Sur les frais liés à l’instance :
Il y a lieu, dans les circonstances de l’espèce, de mettre à la charge de l’Etat une somme de 1 000 euros à verser à Mme C… épouse B… sur le fondement des dispositions de l’article L. 761-1 du code de justice administrative.
O R D O N N E :
Article 1er :
Il est enjoint au préfet des Hauts-de-Seine de réexaminer la situation de Mme C… épouse B… et de statuer expressément sur la demande de renouvellement de certificat de résidence algérien de dix ans jusqu’alors détenu par l’intéressée, dans un délai de deux mois à compter de la notification de la présente ordonnance, sous astreinte de 100 euros par jour de retard.
Article 2 :
L’Etat versera à Mme C… épouse B… une somme de 1 000 euros en application des dispositions de l’article L. 761-1 du code de justice administrative.
Article 3 :
Le surplus des conclusions de la requête de Mme C… épouse B… est rejeté.
Article 4 :
La présente ordonnance sera notifiée à Mme A… C… épouse B… et au ministre de l’intérieur.
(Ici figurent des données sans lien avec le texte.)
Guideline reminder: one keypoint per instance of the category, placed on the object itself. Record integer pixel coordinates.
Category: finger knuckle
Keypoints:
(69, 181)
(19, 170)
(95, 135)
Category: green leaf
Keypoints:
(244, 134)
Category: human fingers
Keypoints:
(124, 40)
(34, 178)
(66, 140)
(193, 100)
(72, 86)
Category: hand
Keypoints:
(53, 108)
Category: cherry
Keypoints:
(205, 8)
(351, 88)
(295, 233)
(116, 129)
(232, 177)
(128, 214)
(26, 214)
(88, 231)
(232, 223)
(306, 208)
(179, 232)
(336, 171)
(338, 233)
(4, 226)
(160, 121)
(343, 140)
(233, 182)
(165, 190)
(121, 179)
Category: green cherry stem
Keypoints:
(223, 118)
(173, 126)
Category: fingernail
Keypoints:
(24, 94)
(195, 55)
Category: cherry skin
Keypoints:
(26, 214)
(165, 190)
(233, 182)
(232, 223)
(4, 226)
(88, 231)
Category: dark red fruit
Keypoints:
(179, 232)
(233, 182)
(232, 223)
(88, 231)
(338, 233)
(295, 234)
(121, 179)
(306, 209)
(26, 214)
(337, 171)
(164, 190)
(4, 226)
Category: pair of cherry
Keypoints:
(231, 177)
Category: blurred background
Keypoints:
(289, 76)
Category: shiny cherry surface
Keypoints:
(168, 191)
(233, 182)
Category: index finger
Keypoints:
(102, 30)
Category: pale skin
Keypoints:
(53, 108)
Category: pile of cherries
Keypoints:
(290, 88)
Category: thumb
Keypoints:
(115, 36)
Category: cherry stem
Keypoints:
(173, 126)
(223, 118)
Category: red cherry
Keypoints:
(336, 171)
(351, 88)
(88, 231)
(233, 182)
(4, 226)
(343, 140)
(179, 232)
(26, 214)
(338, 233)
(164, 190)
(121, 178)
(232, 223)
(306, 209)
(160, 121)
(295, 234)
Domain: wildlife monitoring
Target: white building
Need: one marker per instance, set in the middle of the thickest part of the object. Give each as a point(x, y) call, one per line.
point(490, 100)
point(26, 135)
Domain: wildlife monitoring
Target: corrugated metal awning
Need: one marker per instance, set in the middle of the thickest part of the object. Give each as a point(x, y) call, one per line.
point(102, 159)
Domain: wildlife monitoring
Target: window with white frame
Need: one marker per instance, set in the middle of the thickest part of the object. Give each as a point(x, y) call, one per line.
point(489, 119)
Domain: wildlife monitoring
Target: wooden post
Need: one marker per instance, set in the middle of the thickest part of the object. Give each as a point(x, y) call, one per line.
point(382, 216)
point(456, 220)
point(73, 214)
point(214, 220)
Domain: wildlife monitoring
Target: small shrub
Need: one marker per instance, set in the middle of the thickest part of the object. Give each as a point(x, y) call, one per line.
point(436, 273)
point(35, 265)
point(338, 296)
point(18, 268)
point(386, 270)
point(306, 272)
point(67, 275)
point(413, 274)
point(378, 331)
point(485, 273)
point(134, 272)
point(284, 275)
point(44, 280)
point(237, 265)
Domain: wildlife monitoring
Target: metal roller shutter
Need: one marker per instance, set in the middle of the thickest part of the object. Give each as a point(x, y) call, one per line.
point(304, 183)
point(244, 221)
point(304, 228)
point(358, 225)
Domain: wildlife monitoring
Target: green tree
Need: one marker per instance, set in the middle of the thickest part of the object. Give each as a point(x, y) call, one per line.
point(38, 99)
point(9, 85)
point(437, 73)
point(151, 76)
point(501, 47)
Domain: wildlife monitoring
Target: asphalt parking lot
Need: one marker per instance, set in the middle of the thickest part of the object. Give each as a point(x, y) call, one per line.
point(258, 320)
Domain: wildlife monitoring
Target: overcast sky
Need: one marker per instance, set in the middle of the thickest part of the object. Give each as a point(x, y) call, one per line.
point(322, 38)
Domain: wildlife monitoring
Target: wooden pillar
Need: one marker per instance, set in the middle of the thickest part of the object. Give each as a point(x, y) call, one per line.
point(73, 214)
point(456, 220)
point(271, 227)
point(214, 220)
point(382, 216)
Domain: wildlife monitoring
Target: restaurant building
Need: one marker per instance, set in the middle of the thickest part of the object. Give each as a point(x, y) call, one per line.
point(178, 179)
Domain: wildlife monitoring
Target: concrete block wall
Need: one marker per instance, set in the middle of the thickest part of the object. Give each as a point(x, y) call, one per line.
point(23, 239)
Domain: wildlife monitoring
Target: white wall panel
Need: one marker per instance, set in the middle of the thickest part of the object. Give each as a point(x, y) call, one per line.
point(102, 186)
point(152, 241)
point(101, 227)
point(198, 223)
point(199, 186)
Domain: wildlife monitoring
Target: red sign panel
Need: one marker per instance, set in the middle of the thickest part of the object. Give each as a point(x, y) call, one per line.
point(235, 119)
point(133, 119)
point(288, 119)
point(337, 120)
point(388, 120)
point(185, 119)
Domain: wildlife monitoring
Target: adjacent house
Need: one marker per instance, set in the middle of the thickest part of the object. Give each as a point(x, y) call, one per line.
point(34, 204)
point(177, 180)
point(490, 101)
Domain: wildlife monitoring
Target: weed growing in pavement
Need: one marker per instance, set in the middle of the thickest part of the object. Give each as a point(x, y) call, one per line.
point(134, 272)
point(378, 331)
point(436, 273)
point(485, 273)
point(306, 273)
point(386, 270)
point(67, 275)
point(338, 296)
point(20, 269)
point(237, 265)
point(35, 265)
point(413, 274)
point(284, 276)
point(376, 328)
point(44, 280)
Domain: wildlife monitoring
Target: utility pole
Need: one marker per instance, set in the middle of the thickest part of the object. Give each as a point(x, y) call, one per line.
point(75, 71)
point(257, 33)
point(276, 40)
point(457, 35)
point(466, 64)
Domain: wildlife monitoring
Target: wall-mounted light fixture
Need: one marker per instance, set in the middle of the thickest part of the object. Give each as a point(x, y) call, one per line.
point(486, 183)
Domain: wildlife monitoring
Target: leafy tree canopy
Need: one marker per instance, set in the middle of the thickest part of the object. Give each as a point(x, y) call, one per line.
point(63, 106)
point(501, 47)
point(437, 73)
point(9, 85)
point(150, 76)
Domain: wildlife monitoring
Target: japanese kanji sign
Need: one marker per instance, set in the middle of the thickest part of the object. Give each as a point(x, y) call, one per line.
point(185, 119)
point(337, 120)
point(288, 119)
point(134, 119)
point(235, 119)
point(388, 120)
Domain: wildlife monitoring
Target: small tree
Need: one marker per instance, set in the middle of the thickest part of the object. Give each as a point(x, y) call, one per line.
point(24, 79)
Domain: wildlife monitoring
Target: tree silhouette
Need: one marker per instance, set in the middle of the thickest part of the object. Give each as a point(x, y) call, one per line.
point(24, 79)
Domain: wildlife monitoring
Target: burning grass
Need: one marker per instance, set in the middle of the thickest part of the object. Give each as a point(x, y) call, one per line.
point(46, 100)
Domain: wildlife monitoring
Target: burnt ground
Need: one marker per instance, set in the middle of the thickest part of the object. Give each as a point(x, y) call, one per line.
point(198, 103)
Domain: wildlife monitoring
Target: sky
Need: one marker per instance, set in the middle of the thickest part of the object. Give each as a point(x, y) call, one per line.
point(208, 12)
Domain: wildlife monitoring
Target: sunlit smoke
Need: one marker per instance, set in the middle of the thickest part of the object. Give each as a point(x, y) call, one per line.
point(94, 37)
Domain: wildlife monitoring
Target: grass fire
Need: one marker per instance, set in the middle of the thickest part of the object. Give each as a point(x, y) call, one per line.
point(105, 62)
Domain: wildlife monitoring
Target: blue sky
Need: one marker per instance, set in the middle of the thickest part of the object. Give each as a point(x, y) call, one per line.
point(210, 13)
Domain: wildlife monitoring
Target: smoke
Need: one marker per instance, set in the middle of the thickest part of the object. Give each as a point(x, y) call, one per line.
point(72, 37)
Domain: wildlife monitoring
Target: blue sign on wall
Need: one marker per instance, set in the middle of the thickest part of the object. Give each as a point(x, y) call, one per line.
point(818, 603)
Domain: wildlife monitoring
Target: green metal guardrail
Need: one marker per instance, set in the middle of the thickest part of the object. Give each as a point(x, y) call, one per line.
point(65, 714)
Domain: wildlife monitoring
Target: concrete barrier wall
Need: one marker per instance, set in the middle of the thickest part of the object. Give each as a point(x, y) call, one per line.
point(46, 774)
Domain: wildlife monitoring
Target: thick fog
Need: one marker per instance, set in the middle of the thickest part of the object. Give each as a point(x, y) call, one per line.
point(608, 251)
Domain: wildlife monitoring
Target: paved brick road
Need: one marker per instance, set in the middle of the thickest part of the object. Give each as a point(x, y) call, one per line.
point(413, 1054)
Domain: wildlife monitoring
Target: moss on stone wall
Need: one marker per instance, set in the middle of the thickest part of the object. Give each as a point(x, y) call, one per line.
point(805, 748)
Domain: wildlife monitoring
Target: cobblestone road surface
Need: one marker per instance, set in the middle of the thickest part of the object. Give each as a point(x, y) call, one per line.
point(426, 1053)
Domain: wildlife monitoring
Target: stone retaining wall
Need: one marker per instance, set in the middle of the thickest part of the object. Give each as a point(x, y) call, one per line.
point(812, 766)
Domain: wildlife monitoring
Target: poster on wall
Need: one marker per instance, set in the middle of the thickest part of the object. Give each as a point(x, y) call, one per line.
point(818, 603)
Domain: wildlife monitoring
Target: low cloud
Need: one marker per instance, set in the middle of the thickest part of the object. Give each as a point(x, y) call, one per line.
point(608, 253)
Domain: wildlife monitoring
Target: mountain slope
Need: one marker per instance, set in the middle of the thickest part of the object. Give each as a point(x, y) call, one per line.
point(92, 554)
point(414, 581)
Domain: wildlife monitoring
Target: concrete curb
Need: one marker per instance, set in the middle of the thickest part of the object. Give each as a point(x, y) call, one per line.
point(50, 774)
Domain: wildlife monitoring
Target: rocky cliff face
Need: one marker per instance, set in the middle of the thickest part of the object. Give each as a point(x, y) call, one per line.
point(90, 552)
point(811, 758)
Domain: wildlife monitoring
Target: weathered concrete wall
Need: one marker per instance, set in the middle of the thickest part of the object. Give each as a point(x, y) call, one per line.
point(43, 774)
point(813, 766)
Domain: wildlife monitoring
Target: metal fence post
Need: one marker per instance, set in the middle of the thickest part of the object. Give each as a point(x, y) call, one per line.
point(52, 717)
Copie en sera adressée au préfet des Hauts-de-Seine.
Fait à Cergy, le 20 novembre 2025.
Le juge des référés,
Signé
C. Chabauty
La République mande et ordonne au ministre de l’intérieur en ce qui le concerne ou à tous commissaires de justice à ce requis en ce qui concerne les voies de droit commun, contre les parties privées, de pourvoir à l’exécution de la présente décision.